From Wednesday, customers can download the Google Pay app from the PlayStore, add their NAB debit and credit card, and make payments in stores, online, and with Google products.
According to NAB executive general manager of Consumer Lending Angus Gilfillan, the bank is experiencing an increase in customers using mobile payments by around 20 percent every three months.
The number of transactions being made through NAB Pay is also increasing by 35 percent, the bank said.
"We know our customers want to be able to 'tap and pay' -- it's fast, easy, and convenient," Gilfillan said. "Digital wallets and mobile payments is a really exciting part of the banking landscape, and we're investing in these services for our customers."

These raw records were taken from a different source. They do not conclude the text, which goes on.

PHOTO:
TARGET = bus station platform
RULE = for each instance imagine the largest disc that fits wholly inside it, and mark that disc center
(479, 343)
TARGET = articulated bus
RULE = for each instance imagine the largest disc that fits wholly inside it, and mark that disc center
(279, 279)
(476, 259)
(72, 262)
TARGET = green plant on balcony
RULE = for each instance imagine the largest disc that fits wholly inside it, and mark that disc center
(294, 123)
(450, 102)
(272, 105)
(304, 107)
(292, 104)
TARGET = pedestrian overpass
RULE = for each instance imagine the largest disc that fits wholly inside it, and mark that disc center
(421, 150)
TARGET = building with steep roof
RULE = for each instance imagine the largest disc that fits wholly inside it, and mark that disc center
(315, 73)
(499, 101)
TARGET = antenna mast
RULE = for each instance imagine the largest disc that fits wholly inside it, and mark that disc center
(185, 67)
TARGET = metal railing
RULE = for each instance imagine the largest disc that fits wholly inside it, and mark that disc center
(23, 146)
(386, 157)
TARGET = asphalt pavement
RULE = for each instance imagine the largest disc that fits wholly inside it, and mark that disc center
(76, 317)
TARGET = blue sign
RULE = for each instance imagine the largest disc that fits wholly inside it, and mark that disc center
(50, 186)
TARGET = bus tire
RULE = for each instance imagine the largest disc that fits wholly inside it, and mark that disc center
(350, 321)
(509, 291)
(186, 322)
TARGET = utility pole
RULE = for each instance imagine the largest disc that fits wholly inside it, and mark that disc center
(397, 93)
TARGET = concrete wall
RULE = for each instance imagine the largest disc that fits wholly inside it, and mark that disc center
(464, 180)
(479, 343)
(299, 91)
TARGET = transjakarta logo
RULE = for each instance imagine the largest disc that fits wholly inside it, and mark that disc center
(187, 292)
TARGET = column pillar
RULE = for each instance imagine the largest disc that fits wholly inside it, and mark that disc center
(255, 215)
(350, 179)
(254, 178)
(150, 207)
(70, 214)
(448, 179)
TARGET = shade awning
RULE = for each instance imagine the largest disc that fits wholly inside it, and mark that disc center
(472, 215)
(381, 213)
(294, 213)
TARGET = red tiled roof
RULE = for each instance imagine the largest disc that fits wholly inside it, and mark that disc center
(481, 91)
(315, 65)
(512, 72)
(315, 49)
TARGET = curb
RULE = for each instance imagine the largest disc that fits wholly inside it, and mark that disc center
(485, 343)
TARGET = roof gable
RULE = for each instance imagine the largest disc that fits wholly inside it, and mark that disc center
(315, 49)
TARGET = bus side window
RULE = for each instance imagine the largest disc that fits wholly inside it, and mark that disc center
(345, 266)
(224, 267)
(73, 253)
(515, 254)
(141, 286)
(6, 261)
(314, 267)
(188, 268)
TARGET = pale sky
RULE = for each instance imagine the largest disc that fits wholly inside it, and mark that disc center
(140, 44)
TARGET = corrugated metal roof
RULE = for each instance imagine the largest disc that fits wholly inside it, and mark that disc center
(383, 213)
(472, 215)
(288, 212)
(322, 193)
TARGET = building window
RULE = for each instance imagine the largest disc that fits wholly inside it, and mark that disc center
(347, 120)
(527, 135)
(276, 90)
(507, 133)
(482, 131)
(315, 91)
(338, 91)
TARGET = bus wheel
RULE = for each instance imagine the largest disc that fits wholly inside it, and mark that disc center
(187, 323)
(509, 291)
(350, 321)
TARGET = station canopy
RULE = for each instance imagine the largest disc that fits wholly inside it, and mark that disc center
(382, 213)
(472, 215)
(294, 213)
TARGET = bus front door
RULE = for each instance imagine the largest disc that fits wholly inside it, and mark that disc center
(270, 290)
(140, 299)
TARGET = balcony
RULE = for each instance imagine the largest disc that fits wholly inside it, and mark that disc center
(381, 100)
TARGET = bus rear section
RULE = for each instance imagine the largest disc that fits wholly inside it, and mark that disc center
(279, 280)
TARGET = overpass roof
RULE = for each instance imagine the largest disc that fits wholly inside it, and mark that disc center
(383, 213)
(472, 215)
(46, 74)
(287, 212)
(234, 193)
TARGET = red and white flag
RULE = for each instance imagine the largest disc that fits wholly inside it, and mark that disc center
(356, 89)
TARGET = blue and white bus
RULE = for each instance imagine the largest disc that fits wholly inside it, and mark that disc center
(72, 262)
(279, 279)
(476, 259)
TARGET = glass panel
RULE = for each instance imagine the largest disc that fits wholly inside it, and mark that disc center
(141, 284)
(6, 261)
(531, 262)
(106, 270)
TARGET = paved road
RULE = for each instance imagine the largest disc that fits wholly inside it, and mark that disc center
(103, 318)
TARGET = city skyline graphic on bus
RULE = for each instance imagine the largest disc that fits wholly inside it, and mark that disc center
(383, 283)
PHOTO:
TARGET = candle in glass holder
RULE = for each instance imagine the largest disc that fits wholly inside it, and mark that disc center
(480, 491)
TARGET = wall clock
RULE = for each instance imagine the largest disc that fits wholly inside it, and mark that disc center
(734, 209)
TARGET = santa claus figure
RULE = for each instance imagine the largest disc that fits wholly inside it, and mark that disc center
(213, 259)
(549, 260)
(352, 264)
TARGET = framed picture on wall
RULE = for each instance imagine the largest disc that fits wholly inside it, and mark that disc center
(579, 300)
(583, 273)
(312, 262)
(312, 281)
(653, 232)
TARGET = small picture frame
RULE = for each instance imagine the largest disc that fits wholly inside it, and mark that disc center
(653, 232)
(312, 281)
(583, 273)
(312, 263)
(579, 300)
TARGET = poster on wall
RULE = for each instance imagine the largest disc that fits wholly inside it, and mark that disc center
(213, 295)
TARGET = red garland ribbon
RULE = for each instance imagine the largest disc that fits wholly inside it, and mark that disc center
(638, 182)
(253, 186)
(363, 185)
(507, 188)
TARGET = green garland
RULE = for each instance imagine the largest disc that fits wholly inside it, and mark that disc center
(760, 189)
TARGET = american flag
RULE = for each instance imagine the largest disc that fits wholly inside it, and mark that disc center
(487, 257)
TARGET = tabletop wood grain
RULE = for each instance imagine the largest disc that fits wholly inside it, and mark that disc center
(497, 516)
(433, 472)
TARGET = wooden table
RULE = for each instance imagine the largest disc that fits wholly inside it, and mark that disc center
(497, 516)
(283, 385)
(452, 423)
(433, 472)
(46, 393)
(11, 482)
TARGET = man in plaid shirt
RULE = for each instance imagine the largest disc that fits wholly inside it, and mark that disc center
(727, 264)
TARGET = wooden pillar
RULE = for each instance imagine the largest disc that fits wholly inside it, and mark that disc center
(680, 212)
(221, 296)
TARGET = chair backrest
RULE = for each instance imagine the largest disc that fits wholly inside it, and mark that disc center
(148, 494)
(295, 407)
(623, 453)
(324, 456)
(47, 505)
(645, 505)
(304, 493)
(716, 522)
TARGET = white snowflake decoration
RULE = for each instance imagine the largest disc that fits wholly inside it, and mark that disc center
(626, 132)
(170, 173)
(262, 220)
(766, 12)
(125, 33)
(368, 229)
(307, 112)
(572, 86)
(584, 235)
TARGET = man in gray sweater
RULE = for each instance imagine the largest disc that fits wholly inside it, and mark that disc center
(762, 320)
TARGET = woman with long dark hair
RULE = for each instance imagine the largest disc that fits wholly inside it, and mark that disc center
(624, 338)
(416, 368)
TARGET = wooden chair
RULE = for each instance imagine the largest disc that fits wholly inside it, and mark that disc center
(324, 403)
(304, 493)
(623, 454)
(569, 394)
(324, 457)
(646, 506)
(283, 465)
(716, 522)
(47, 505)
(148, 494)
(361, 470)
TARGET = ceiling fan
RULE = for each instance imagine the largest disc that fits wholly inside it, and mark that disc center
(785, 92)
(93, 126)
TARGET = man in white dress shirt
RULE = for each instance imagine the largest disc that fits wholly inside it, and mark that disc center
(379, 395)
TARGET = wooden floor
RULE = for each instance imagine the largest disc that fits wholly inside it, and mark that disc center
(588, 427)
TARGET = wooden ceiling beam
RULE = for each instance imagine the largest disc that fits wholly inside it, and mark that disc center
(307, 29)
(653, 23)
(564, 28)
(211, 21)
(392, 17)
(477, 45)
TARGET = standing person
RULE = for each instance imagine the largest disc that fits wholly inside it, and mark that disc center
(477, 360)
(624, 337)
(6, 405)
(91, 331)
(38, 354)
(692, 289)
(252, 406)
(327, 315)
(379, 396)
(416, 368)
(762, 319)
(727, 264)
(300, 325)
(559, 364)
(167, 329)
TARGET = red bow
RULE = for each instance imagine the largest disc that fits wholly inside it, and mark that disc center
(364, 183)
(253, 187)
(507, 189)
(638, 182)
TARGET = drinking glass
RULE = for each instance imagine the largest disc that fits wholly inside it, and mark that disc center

The Google Pay integration follows NAB last month joining the Samsung Pay bandwagon, expanding the range of mobile payment services which also includes NAB Pay, Fitbit and Garmin smartwatches, and the NAB PayTag sticker that can be attached to iOS devices in lieu of Apple Pay.
NAB, alongside the Commonwealth Bank of Australia (CBA), Westpac, and Bendigo and Adelaide Bank, continue to eschew the payment service from the iPhone maker, after previously labelling Apple Pay alternatives as being "unrealistic" in the Australian market.
"These alternatives are unrealistic in Australia, which has the world's highest adoption of contactless NFC card payments and one of the world's highest iPhone market shares, particularly among customers likely to use mobile payments," the banks said in March 2017.
"In Australia, potential mobile wallet providers other than Apple are locked out of the established payment infrastructure in respect of the clear majority of relevant customers."
The outburst formed part of the arguments made by the banking cartel to have regulatory approval to collectively negotiate with third-party mobile providers such as Apple on conditions relating to competition, best practice standards, and efficiency. The group of banks were ultimately denied the chance to collectively negotiate by the Australian Competition and Consumer Commission (ACCC).
Following that decision, the banks have introduced a range of payment solution alternatives despite their prior derision.
In October, NAB, CBA, and Westpac announced the Beem joint venture to develop a mobile wallet for iOS and Android users.
According to the banks, customers will be able to use the app regardless of which bank they use, including organisations outside of the trio, with the end goal to be creating an "industry-wide payment solution".